The rate of people acquiring HIV that is resistant to antiretrovirals (ARVs) has risen in recent years, aidsmap reports. However, because for the most part, such strains of the virus have mutations that confer resistance to older HIV medications, their spread is not likely a significant impediment to finding an effective drug regimen.
Publishing their findings in Clinical Infectious Diseases, researchers at Kaiser Permanente Northern California studied 2003 to 2015 data on 4,353 people with HIV who were patients of the integrated health care system, received genotypic HIV drug resistance testing and initially had not taken ARVs.
Nearly 14 percent of the cohort had acquired drug-resistant HIV, most commonly virus that was resistant to non-nucleoside reverse transcriptase inhibitors, or NNRTIs (7.2 percent of the cohort), followed by virus resistant to nucleoside/nucleotide reverse transcriptase inhibitors, or NRTIs (5.8 percent), protease inhibitors (3.2 percent) and multiple drug classes (1.9 percent).
There were no reports of virus resistant to the newest class of ARVs, integrase inhibitors, which are well established as posing a low risk of drug resistance development.
Each year, a median 305 people in the cohort received resistance testing. During the study period, the proportion of people who had acquired HIV that was resistant to any type of ARV increased by 5 percent per year, including 11 percent per year for NNRTIs.
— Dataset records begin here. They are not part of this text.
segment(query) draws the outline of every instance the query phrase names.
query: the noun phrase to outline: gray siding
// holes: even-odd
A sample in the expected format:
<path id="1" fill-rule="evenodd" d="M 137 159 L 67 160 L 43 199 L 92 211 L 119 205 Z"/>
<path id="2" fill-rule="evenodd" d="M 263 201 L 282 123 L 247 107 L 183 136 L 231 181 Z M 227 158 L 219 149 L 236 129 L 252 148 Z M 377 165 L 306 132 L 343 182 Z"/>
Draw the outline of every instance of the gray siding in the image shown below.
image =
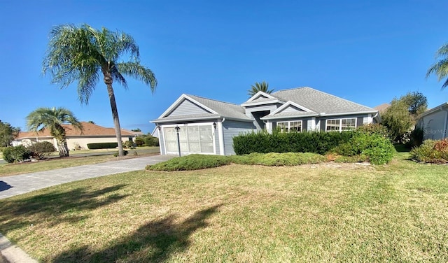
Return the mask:
<path id="1" fill-rule="evenodd" d="M 177 106 L 173 111 L 172 111 L 169 116 L 178 116 L 186 115 L 190 114 L 202 114 L 202 113 L 211 113 L 204 108 L 202 108 L 192 102 L 184 99 L 183 101 L 179 106 Z"/>
<path id="2" fill-rule="evenodd" d="M 447 113 L 441 111 L 435 111 L 421 118 L 419 125 L 424 129 L 424 138 L 440 140 L 447 137 L 448 131 L 444 125 L 448 121 L 446 118 Z"/>
<path id="3" fill-rule="evenodd" d="M 255 127 L 251 122 L 226 120 L 223 122 L 223 129 L 224 130 L 225 155 L 232 155 L 235 154 L 233 150 L 233 137 L 241 134 L 251 132 L 255 129 Z"/>

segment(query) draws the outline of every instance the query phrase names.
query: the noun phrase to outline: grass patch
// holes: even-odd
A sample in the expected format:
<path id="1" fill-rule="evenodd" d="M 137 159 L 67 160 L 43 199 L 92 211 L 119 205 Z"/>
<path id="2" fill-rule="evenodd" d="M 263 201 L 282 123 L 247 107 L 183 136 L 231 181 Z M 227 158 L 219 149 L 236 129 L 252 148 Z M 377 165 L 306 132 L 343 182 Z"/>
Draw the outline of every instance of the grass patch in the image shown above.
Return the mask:
<path id="1" fill-rule="evenodd" d="M 447 262 L 446 166 L 403 159 L 92 178 L 0 200 L 0 232 L 42 262 Z"/>

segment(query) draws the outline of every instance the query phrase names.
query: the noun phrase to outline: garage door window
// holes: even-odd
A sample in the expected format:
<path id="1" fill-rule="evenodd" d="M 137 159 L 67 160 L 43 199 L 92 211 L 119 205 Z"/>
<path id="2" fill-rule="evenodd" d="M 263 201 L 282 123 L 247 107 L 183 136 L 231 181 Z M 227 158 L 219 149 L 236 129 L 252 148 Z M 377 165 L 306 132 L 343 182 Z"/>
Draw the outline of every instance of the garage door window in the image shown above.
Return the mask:
<path id="1" fill-rule="evenodd" d="M 211 125 L 179 127 L 181 152 L 214 153 Z M 174 127 L 164 128 L 167 152 L 177 152 L 177 134 Z"/>

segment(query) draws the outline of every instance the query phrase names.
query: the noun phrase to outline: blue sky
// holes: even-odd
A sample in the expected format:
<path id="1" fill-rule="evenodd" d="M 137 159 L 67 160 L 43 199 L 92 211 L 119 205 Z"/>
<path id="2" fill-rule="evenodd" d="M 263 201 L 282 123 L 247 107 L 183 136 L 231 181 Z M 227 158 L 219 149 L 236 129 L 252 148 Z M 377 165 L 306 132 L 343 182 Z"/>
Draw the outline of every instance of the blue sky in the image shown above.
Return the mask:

The ARVs to which such viral strains were most commonly resistant included Sustiva (efavirenz) and Viramune (nevirapine). Nearly 8 percent of the entire cohort had some level of resistance to Sustiva. Other drugs to which people acquired drug resistance included Edurant (rilpivirine) (5 percent of the cohort), Ziagen (abacavir) (2.8 percent), Viread (tenofovir disoproxil fumarate, or TDF) (2.2 percent), Reyataz (atazanavir) and Norvir (ritonavir)-boosted Prezista (darunavir) (0.3 percent).
Based on the fact that there was scant evidence of HIV that transmitted with resistance to newer drugs, the researchers theorized that the transmitted drug resistance seen in the study was largely acquired by cohort members from individuals who themselves had acquired HIV that was already drug resistant.